Set boundaries and be safe

Straight From the Hip: Anything that risks the well-being of those on the farm shouldn’t be tolerated, and women need to make sure that message is heard

Women in agriculture are exposed to the risk of injury every day. Whether you work full time, part time, are an employee or partner, women and girls on Alberta farms need to ensure they are protected from injury and disability. That starts by setting boundaries for ourselves.

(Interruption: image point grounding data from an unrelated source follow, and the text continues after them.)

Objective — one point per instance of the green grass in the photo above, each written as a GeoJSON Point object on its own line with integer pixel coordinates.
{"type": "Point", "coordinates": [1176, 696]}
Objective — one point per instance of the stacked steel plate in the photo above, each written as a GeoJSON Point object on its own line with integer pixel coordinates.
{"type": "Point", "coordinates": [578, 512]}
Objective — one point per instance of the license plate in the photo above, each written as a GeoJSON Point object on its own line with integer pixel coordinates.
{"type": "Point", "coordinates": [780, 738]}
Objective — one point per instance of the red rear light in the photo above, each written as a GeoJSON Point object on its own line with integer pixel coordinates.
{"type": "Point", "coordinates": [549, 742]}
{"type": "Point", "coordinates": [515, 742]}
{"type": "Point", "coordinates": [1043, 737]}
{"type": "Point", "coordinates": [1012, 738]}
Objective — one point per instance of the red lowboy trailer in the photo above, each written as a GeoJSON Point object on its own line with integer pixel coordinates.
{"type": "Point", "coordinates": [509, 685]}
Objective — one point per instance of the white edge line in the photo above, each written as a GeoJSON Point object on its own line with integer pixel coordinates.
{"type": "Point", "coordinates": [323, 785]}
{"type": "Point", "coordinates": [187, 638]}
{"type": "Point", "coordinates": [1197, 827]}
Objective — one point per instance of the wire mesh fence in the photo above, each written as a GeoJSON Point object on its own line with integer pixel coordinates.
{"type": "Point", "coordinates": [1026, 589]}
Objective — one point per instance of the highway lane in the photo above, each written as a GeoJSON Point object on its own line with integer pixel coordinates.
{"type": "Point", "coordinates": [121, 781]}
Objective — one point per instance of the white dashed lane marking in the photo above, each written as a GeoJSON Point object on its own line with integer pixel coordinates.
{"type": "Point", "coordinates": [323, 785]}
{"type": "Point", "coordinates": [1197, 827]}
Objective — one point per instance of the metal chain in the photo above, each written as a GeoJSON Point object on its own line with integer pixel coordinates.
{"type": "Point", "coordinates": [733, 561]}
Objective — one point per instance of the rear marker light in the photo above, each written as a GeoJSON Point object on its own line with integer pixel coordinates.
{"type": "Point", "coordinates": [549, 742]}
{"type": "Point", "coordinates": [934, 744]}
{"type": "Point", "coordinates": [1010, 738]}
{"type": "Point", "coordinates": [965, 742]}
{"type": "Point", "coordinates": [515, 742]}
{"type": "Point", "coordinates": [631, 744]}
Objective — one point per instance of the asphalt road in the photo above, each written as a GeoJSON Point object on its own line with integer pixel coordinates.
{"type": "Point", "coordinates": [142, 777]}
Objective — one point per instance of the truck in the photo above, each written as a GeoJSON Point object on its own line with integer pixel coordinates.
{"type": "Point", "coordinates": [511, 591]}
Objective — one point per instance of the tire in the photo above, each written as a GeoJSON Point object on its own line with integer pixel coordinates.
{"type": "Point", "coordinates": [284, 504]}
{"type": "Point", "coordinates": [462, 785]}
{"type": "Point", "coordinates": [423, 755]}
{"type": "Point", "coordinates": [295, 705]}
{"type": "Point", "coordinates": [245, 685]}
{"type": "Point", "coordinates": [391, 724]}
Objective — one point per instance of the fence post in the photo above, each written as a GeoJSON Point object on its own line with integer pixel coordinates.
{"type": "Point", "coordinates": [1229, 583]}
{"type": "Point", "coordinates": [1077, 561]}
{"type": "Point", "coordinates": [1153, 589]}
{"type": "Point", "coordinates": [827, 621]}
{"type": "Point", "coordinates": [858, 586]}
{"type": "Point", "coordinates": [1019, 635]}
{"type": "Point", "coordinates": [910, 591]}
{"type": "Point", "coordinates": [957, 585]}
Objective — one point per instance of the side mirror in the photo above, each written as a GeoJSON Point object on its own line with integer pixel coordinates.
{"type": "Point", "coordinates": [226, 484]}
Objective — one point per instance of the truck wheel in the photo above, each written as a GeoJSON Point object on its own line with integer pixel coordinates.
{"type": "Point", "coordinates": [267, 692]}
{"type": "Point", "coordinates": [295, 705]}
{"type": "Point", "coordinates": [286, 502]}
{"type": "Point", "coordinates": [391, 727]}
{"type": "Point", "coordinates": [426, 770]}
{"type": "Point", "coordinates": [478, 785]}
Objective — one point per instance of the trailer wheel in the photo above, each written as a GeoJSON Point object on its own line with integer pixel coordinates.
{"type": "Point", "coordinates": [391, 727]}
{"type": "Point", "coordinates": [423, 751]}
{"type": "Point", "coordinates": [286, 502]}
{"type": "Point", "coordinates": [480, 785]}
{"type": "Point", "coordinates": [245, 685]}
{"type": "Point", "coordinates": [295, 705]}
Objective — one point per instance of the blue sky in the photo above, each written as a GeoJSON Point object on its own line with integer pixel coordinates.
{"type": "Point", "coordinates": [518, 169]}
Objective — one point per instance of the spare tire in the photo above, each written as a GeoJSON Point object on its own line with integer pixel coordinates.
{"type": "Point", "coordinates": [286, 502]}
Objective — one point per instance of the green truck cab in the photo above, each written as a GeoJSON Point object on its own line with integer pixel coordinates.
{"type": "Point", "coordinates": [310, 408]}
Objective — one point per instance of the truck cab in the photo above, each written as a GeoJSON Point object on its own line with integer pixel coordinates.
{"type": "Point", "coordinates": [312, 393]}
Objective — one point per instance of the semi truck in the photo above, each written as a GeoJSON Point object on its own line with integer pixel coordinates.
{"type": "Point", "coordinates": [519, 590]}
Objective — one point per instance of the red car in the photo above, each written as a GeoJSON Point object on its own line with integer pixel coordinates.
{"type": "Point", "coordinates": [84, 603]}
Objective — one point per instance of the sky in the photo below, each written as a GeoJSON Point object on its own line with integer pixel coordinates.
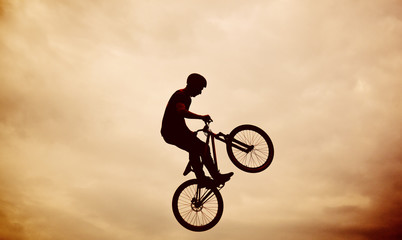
{"type": "Point", "coordinates": [83, 87]}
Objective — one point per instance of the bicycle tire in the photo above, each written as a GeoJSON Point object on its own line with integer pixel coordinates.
{"type": "Point", "coordinates": [259, 158]}
{"type": "Point", "coordinates": [195, 218]}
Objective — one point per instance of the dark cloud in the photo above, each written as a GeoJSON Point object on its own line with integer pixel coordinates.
{"type": "Point", "coordinates": [86, 83]}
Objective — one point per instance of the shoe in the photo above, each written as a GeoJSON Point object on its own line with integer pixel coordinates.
{"type": "Point", "coordinates": [222, 178]}
{"type": "Point", "coordinates": [206, 182]}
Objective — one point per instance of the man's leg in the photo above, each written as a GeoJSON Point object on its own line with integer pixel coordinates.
{"type": "Point", "coordinates": [205, 152]}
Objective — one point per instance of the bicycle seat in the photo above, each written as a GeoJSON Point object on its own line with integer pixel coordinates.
{"type": "Point", "coordinates": [188, 169]}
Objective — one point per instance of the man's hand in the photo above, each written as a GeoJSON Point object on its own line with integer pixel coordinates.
{"type": "Point", "coordinates": [206, 118]}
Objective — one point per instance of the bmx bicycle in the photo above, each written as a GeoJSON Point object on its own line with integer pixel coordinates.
{"type": "Point", "coordinates": [198, 207]}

A woman I’ll call Pat works in partnership with her husband on a large ranch. They do everything together, including the feeding, calving and pasturing of 1,500 cows. Pat has suffered several broken bones from horse accidents and although she is very fit, her aches and pains grab her at the most inopportune of times. Even though she’s just 37, her hospital rap sheet looks like a crash course in emergency care and that does not include the birthing of a raft of children.

I went with Pat and her husband on a chore run one winter morning. It was not fun. Everything was in high gear with little attention paid to the details. Under pressure to perform “her share,” she roared out of the yard at warp speed, dogs in hot pursuit.

At the gate, she screeched to a halt and sighed.

“That gate,” she said, “is so hard to open. It has been broken for years and when you tug on it the whole fenceline comes down.”

I was shocked. Fixing the gate post would take about a half-hour. Taking the collective time that she struggled with the gate annually, the whole ranch could have had new gate posts. But hubby, she said, would not spend the money to fix it.

My reaction was to ask hubby about the gate. Well, the proper latch would cost $129 and the ranch did not want to spend it. I inquired about the cull cow we just loaded — could the money not come from that? How about calculating the hours lost in dealing with the broken gate, did that not cover the repairs a hundred times over? How about the pup they just sold for $500 — would that not fix the post and put the proper latch on?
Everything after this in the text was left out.